Soluble PD-L1 in serum and urine was measured using a commercially available human PD-L1 ELISA according to the manufacturer’s instructions (R&D Systems Inc., catalog no. DB7H10). The detection range was 25–1600 pg/mL. Each sample was analyzed in duplicate along with protein standards and controls with known concentrations (low, medium, and high; R&D Systems Inc., catalog no. QC226). The optical density was measured using a Multiskan Ascent plate reader (Thermo Fisher Scientific) at 450 and 540 nm. The CV was calculated for each sample, and all samples with a value above 10% were analyzed a second time. The mean values of absorbance versus concentration were plotted, and a four-parameter logistic non-linear regression model fit was applied.

Soluble IL-10 in serum was measured using a commercially available human IL-10 ELISA according to the manufacturer’s instructions (R&D Systems Inc., catalog no. HS100C). The detection range was 0.78–50 pg/mL. Each sample was analyzed in duplicate along with protein standards and controls with known concentrations (low, medium, and high; R&D Systems Inc., catalog no. QC41). The optical density was measured using a Multiskan Ascent plate reader (Thermo Fisher Scientific) at 490 and 650 nm. The CV was calculated for each sample, and all samples with a value above 10% were analyzed a second time. The mean values of absorbance versus concentration were plotted, and a four-parameter logistic non-linear regression model fit was applied.

All samples were analyzed retrospectively, and the technician performing the CD163, PD-L1, and IL-10 measurements was blinded to the pathological features and outcome of the patients analyzed.

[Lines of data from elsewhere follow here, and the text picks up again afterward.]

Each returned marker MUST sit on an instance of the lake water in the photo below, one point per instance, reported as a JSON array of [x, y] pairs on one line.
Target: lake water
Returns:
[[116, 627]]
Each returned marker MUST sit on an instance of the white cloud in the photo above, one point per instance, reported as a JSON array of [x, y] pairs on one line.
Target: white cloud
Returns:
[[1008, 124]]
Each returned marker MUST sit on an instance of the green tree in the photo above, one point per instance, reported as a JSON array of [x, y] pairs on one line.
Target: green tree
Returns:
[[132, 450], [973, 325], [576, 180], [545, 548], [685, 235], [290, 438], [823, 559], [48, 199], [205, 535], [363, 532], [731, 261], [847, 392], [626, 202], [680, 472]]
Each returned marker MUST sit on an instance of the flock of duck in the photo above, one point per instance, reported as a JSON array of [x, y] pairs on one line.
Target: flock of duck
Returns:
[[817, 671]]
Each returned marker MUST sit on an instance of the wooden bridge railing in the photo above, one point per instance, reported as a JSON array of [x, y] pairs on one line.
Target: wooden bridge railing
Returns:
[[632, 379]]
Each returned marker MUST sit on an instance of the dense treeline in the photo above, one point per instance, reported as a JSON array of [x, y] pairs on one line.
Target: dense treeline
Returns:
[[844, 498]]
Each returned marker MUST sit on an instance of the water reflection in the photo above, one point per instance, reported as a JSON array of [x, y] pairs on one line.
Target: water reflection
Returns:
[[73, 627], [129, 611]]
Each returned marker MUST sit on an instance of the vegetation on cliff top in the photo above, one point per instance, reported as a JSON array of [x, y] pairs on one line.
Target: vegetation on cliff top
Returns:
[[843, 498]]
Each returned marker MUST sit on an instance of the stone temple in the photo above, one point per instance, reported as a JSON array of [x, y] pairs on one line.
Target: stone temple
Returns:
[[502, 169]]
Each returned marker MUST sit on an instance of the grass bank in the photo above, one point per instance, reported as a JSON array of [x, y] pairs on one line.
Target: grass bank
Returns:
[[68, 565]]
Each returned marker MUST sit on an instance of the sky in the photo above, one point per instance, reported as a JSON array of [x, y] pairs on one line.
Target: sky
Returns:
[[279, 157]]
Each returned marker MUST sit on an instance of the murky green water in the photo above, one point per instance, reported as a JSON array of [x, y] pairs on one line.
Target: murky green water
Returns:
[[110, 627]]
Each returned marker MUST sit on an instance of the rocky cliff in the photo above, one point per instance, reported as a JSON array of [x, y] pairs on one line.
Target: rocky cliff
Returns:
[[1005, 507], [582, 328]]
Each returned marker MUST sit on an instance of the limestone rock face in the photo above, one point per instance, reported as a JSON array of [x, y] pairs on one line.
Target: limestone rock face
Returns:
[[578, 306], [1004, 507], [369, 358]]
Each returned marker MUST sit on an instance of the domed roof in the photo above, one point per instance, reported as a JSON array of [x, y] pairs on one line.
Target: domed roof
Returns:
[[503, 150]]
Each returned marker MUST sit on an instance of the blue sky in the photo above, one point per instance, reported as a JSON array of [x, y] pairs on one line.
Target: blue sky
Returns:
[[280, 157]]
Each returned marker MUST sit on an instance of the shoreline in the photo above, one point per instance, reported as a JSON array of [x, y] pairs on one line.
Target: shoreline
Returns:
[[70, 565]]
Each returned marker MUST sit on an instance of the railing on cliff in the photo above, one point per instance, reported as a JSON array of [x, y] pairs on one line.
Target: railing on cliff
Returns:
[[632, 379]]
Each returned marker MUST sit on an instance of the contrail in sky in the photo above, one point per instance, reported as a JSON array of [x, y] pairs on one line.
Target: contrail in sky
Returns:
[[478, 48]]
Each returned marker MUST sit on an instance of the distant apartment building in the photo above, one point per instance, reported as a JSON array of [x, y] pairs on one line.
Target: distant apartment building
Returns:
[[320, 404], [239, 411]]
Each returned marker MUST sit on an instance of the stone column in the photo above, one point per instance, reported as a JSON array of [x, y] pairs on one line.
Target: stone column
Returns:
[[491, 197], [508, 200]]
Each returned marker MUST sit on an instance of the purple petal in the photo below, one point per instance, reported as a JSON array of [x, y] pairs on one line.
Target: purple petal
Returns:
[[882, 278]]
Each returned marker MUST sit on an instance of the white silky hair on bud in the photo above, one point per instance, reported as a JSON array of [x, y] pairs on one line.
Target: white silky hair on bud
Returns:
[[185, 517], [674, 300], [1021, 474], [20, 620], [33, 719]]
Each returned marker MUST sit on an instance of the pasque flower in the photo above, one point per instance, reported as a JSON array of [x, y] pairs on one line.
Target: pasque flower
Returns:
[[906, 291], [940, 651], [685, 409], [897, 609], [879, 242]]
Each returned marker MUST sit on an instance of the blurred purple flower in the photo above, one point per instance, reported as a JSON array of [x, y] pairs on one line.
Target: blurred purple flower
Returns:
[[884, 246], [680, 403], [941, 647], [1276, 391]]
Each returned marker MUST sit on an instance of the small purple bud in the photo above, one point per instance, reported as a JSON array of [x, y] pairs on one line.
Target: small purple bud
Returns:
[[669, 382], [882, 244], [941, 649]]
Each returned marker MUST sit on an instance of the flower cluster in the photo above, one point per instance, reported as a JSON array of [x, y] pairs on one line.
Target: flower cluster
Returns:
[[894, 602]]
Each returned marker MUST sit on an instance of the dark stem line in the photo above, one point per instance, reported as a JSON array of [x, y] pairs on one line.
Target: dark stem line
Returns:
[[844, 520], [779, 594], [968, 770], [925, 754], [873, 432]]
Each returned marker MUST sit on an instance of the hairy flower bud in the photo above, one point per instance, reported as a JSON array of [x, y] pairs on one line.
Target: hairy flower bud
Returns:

All patients were informed about the study before giving written consent. The study was approved by the Ethical Review Board in Uppsala-Örebro, Sweden (2012/161).

4.2. Statistics

In order to test the data for normality, a Shapiro-Wilks test was used. A Spearman’s correlation test was used to investigate correlations between the two soluble markers. Differences in levels of sCD163 and sPD-L1 between groups were determined by using the non-parametric Wilcoxon–Mann–Whitney and Kruskal-Wallis tests. Box plots were created in which the horizontal boundaries of the boxes represented the first and third quartile and the vertical line in between indicated the median. The Kaplan–Meier method was used to estimate survival probabilities and the log-rank test was used to compare groups. The data were dichotomized as high or low (over and under median). A Cox regression model was used to estimate hazard ratios (HRs) and 95% confidence intervals (CIs). All analyses were performed in SPSS version 22.0 (IBM SPSS, New York, NY, USA). Statistical significance was set at p < 0.05.

5. Conclusions

In the present study, sPD-L1 and sCD163 were detectable in all 144 serum samples analyzed as opposed to sIL-10, which was detectable in only a minority of the samples. Soluble PD-L1 most significantly reflected tumor progression, since patients with high levels of sPD-L1 presented metastatic disease at diagnosis and had shorter cancer-specific survival. Identifying new biomarkers to predict outcomes and for therapeutic monitoring of RCC patients are urgently needed. Using soluble biomarkers would be preferable, since sampling a blood sample is less invasive than collecting a tissue biopsy. Additional studies in larger cohorts with longer follow-up periods are needed to further investigate the role of sPD-L1 and sCD163 as prognostic biomarkers in RCC.